An alternative strategy is to inhibit tumor growth by targeting the tumor stroma, which consists of blood vessels, immune cells and fibroblasts. The important role of the tumor stroma was recently highlighted by the description of stroma gene expression profiles predicting breast cancer prognosis and drug response (5,6). Fibroblasts reside in every tissue of the body, but have a dynamically changing plasticity.

Accumulating evidence suggests that fibroblasts in various tissues are different and that even within each tissue type, a broad range of fibroblast heterogeneity exists. Cancer associated fibroblasts (CAFs), which in contrast to normal fibroblasts support cancer progression, arise by tumor‐induced activation of precursor cells such as endogenous tissue fibroblasts and adult tissue stem cells, and probably also bone marrow-derived mesenchymal stem cells (See the figur).

Given the heterogenous nature of normal tissue fibroblasts, combined with tissue specific mechanisms for CAF recruitment, different subsets of CAFs with different molecular signatures and functional properties will exist in a specific cancer and different cancers have different CAF subtypes.

CAFs are induced by cancer cells, but affect in a positive feedback-loop growth, survival and migration of tumor cells by secretion of growth factors, cytokines, extracellular matrix (ECM) proteins and ECM modifying metalloproteinases (See the figur).

Similarly, CAFs affect endothelial cells promoting angiogenesis, and recruit immune cells and bone marrow derived cells, which in turn can produce tumor--‐promoting factors. Furthermore, CAFs can affect cancer stem cell renewal, preconditioning of the metastatic niche, induce cancer cell EMT, and act as a “fuel” source of pyruvate for adjacent tumor cell growth.

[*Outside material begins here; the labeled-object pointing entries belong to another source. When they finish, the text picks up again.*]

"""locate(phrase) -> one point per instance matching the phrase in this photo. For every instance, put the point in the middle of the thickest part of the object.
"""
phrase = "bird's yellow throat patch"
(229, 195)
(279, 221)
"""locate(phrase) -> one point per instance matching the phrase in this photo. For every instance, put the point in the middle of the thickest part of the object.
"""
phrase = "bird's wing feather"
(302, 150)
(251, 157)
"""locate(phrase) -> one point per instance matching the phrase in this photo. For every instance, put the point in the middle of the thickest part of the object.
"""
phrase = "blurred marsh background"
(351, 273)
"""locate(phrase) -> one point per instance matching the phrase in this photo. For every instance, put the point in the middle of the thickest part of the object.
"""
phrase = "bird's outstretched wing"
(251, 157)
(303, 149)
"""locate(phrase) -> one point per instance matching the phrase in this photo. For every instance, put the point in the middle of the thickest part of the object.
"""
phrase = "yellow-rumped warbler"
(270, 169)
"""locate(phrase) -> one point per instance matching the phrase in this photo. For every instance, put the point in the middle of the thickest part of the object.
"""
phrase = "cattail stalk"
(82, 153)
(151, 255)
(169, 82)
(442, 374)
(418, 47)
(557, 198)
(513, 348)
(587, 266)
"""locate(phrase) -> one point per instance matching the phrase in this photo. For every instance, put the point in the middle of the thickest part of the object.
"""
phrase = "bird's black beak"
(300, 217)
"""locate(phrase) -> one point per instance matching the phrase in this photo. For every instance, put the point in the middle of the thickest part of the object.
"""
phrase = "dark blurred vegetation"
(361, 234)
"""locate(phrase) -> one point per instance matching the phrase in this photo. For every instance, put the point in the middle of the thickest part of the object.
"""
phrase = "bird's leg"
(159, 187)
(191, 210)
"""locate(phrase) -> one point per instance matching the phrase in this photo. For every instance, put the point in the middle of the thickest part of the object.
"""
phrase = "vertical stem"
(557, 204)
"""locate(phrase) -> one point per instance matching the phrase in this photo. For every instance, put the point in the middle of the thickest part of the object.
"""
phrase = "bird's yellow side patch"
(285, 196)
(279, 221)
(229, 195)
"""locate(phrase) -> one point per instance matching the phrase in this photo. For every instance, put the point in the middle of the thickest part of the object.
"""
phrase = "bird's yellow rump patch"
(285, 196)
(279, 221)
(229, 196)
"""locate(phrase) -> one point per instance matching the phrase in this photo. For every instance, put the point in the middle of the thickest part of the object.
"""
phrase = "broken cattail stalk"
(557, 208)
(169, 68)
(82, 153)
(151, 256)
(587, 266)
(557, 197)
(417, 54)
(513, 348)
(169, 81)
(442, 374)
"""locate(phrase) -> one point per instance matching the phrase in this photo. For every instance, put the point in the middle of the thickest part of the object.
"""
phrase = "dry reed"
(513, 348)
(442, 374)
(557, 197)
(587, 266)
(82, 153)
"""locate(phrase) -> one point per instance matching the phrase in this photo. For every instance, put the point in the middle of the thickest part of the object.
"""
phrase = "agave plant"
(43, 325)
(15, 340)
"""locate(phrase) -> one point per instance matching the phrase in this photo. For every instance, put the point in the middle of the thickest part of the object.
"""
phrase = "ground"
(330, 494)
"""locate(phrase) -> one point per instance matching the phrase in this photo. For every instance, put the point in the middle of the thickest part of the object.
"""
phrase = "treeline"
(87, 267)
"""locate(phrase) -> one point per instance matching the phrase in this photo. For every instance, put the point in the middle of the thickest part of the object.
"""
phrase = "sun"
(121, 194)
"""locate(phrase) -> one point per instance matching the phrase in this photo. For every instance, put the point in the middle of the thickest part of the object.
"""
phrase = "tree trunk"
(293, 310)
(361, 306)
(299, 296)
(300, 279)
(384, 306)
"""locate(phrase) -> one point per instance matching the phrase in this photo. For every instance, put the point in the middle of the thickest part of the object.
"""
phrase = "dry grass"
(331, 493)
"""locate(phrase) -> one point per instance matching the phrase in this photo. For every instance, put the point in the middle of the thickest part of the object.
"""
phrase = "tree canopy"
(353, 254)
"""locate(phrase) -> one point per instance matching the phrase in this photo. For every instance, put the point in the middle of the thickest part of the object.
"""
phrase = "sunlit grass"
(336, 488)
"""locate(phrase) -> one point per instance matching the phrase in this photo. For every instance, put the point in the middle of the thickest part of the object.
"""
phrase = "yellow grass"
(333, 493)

CAFs seem to indirectly promote invasion of certain cancer cells by “drilling holes” through the ECM, through which the tumor cells migrate. Finally, elegant studies in mouse models of breast cancer have implicated CAF-regulated tumor stroma stiffness as a central actor in controlling tumor growth (8,9). While no consensus exists on the occurrence of mutations in CAFs, epigenetic changes appear to be crucial for the stable maintenance of the CAF phenotype. Since increased CAF numbers correlate with bad prognosis in colon, breast, pancreas and prostate cancer, CAFs are believed to play a crucial role in cancer progression in patients (1,6).

In the past 10 years the importance of the tumor microenvironment for tumor growth has received increasing recognition. More and more data point to a central role of the CAFs in tumor biology. Although the tumor promoting function of CAFs is widely accepted, our poor knowledge of the identity of CAF subpopulations and their molecular mode of action prohibit an effective development of cancer therapies targeting CAFs. Apparently, CAFs can activate quite a number of different tumor promoting pathways, but they seem to be not equally important in different cancers.

More information in this field will direct drug targeting to the prevention or elimination of the most dangerous CAF "subtypes" and the most harmful cancer promoting effector mechanisms. The many facets of CAF biology and their effector pathways makes it impossible for a single research group to address all relevant questions, as it demands intense international collaboration to achieve a critical mass of expertise, such as presented in our proposal.